When Johnson bought the painting in 1908, they seemed to be having a good time.

Recently, with the help of X-ray scans, conservators discovered the artist had originally painted a third figure — a skeleton holding a burning candle — beckoning the drunken revelers toward death. The skeleton was painted out at some point, probably by a dealer, said Mark Tucker, the museum’s director of conservation.

“We found out, years later, that the skeleton was completely intact. It was painted over because somebody thought it was ghoulish, and they didn’t want it to be part of the picture. They wanted it to be straightforwardly appealing with no hint of moralizing,” said Tucker. “We realized Judith Leyster’s conception was to have a highly moralizing picture.”

In the 1990s, Tucker himself carefully pulled away a layer of greenish background paint to reveal mortality. It’s been on permanent display in the galleries for decades.

“We never told that story to the public,” said Thompson. “This is a great opportunity to represent the story of the skeleton.”

Colorful stories

“Old Masters Now” tell other mostly unknown stories about the Johnson paintings, many of which will look familiar to regular museum patrons. The 16th-century artist Titian painted a sitting portrait of Archbishop Filippo Archinto, distinct for the gauzy white curtain obscuring half of the archbishop’s face.

In the painting, Archinto, whom Titian painted just after he died following a highly politicized fight within the Vatican, is wearing a reddish brown robe, the color of a cardinal. But Titian painted the robe with a blue pigment called smalt, made from ground cobalt glass mixed with linseed oil.

Smalt is unstable, prone to fading and causing its linseed oil binding to turn brown. Archinto’s robe, originally, would have been a brilliant purple. In the highly charged environment of 16th-century Vatican, the color of the robe would have told a different story.

On another wall in the exhibition, a pair of paintings depict Jesus on the cross. The diptych “Crucifixion, with Virgin and Saint John the Evangelist Mourning” by Rogier van der Weyden from the mid-15th century, had been much more than a diptych.

The two paintings on wood panels are remarkably restrained — the color palette is limited, and the composition is intentionally flattened. For a religious painting, it seems a bit plain.

Using X-rays scans, Tucker realized there were curious dowel holes in the front of the panels underneath the paint layer. That discovery upheld a theory that these paintings were the front panels of hinged shutters to a carved altarpiece which, when opened, was likely 26 feet long.

The diptych was never meant to be seen on its own.

“It’s intentionally austere, because you are supposed to be bowled over when these are swung aside and you see an opulently gilded interior with richly glazed figures and fantastically intricate tracery,” said Tucker.
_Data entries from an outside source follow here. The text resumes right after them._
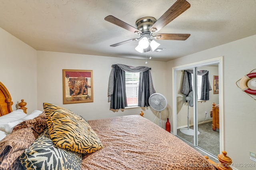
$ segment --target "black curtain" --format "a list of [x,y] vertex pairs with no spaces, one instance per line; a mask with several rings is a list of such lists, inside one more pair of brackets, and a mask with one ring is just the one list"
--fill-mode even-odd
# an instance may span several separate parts
[[149,106],[149,76],[148,70],[140,73],[138,106],[147,107]]
[[188,95],[190,92],[193,91],[192,74],[193,74],[193,70],[184,70],[180,92],[186,97]]
[[124,109],[127,106],[125,88],[125,71],[118,65],[113,65],[114,91],[111,98],[111,109]]
[[204,75],[202,76],[202,85],[201,91],[201,98],[202,100],[209,100],[210,90],[212,90],[209,82],[209,71],[207,71]]
[[127,106],[125,87],[125,71],[140,73],[138,106],[148,107],[148,99],[156,93],[150,68],[147,67],[132,67],[123,64],[112,65],[108,82],[108,101],[111,102],[110,109],[124,109]]
[[[184,71],[180,92],[186,95],[186,97],[188,95],[189,92],[193,91],[192,74],[193,73],[193,70],[186,70]],[[201,98],[199,99],[204,101],[209,100],[209,91],[212,90],[212,87],[209,81],[209,71],[207,70],[198,71],[197,74],[202,76]]]

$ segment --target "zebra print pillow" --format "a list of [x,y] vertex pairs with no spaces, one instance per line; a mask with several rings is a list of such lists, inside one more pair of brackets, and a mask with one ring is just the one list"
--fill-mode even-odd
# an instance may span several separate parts
[[82,154],[92,153],[103,148],[96,133],[81,117],[49,103],[44,103],[43,107],[50,136],[55,145]]
[[56,146],[46,128],[20,157],[25,169],[80,170],[81,154]]

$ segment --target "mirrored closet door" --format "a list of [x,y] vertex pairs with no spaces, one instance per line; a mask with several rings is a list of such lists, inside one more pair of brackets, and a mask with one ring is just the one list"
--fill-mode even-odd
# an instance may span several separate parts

Another wall of the exhibition has a cluster of 10 paintings Johnson collected by Hieronymus Bosch. Conservators now say nine of them are copies — only one is an actual Bosch.

No disappointments

Even though they are far less valuable paintings than what Johnson thought he had purchased, Thompson said he would not have blinked.

“I suspect he would have loved this exhibition,” she said. “He would not be upset that some of his Bosch paintings were not by Bosch. It happened even in his lifetime that authorship changed. He was never angry that he’d spent a lot of money on something that turned out not to be a Rembrandt.”

Some conservation discoveries on display in the exhibition are brand new. An early 16th-century painting “Descent from the Cross” by Joos van Cleve has not been seen for three decades.

Severely damaged, it was thought to be a mere artist’s copy of a superior painting by Rogier van der Weyden. It was painted on several wood panels that had been glued together; over time, the glue failed. The panels had bowed, separated, and the paint surface split.

Painstakingly pieced back together, the paint surface cleaned and the seams filled in, the Cleve revealed itself to be a completely original work, in homage to Weyden. Its conservation was finished just two days before it was hung in the gallery.